Here’s a simple model for doing things in life:
There’s some number of categories of things you can spend time on. (E.g. do math, give talks, go on dates, send emails.)
Whenever you spend time in any category, you’ll learn to get progressively better at doing that thing. (You’ll get more efficient, the results will be better, etc.)
After some approximately-known number of years, you’ll reach peak productivity, possibly hang around there for some time, and then your productivity will quickly decline exogenously. (Maybe you retire, maybe you’re replaced by AGI, maybe you have high altruistic discount rates.)
If you invest money, it will grow over time; and you can borrow any amount of money at the risk-free rate of return.
In this model, here are two simple heuristics for prioritisation:
When choosing what category to spend time in, you can assume that the cost and value of spending time in that category is equal to the cost and value of spending marginal time in that category at the end of your productive years, once you’ve learned all there is to learn. Because although the cost might be higher now, and the value might be lower, you’ll also speed up your entire future trajectory of learning.
When making time/money-tradeoffs, you should assume that your value of time is the same as your investment-adjusted value of time at peak productivity.
Here are three example applications of this:
If you’re thinking about giving a talk about something, and you’re very inexperienced with talks, the direct effects of giving the talk might not be worth the time-cost.
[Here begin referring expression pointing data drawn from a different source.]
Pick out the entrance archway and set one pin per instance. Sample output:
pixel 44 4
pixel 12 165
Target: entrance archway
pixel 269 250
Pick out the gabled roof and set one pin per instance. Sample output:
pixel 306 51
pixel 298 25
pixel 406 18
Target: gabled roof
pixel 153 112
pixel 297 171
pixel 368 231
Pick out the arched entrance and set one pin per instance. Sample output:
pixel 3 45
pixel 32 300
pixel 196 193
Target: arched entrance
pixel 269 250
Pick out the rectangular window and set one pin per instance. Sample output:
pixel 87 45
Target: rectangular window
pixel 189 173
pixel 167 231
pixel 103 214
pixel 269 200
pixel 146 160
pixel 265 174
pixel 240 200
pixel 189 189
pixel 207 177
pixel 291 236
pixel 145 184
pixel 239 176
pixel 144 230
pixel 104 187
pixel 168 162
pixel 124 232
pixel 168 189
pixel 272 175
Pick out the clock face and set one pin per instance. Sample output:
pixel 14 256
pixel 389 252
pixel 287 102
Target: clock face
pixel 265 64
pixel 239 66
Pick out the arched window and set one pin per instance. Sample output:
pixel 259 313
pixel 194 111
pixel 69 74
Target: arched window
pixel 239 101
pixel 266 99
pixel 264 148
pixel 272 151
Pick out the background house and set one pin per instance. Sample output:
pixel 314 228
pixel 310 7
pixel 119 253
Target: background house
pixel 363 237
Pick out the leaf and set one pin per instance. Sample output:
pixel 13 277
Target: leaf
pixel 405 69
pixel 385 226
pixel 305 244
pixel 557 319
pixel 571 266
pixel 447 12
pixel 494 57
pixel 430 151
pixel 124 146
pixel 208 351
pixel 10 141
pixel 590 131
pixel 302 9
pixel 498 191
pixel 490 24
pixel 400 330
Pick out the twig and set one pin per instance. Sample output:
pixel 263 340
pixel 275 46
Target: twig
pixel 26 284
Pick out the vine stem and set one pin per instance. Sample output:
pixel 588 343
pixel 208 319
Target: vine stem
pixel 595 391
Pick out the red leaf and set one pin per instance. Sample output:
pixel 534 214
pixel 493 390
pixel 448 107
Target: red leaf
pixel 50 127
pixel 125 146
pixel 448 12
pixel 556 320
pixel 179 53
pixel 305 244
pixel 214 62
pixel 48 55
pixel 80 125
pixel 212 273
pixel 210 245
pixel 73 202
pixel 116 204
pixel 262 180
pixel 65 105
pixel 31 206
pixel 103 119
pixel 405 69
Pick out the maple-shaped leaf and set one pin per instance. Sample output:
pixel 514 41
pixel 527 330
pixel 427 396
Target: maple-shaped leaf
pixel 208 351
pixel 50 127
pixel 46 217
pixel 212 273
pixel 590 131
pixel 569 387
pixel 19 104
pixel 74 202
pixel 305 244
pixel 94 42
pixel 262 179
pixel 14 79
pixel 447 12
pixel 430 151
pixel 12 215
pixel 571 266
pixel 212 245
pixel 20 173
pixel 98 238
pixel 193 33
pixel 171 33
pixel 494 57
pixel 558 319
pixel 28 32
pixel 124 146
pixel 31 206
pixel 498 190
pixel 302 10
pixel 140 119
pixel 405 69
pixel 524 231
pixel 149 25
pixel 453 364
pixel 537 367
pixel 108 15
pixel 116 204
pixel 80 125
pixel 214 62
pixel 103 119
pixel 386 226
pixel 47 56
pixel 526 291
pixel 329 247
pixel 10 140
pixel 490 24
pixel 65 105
But if you think that you’ll eventually do enough talks to learn how to do them quickly and well, the above heuristic suggests that you should do this talk iff it’d be worthwhile for the time-cost and impact you could achieve once you’ve practiced a ton.
If you’ll eventually become really good at doing something hard (like doing research in some field) you should focus most of your time on it, and pass up on doing tasks that let you have more impact now, but where you won’t improve as much in the long-term (either because you won’t spend enough time on it or because there’s not much room to grow).
If you think your salary will increase much faster (from learning) than the investment rate of return, you should be happy to buy time at a much higher rate than your current salary. (Mark Xu makes this point here.)
And here are some big caveats:
For the money point, you might be liquidity constrained from not being able to borrow at the risk-free rate of return, or you might be risk-averse and not confident that you’ll reach your later higher salaries.
When choosing what to spend your time on, a big fraction of value is information value, which would shift around what things you’ll eventually become really good at. The above heuristic is kind of silent on this.
For many types of tasks, the things you should do to get good are quite different from the things you should do to exploit being good. For example, for giving talks, you might actively seek out low-stakes opportunities to practice early on (e.g. toastmaster sessions), but seek out high-stakes opportunities once you’re good. So even if the above heuristic recommends that you should give talks, make sure to not trust it about which talks to give.
I think the altruistic discount rate on EA work is actually really high. This is mainly because there will be significantly more EAs in the future, and there are some things that only current EAs can work on, like (i) short AI timelines, (ii) early community building, and (iii) starting work that requires a lot of serial time. So taking into account both learning (making you more productive later) and this discount rate (making you more productive sooner), your peak altruistic productivity might be soon (or now!). In that case, this heuristic differs much less from just doing what seems best in the short-run.
Also, a note on attitude: This heuristic will sometimes recommend that you prioritise as if some tasks are easy and high-impact, even if right now, they’re in fact really hard. If you do follow this recommendation, remember that the reason that the task is nevertheless worthwhile is that learning and shifting forward all your future work is super high-impact. So acknowledge and celebrate your hard, super high-impact work accordingly!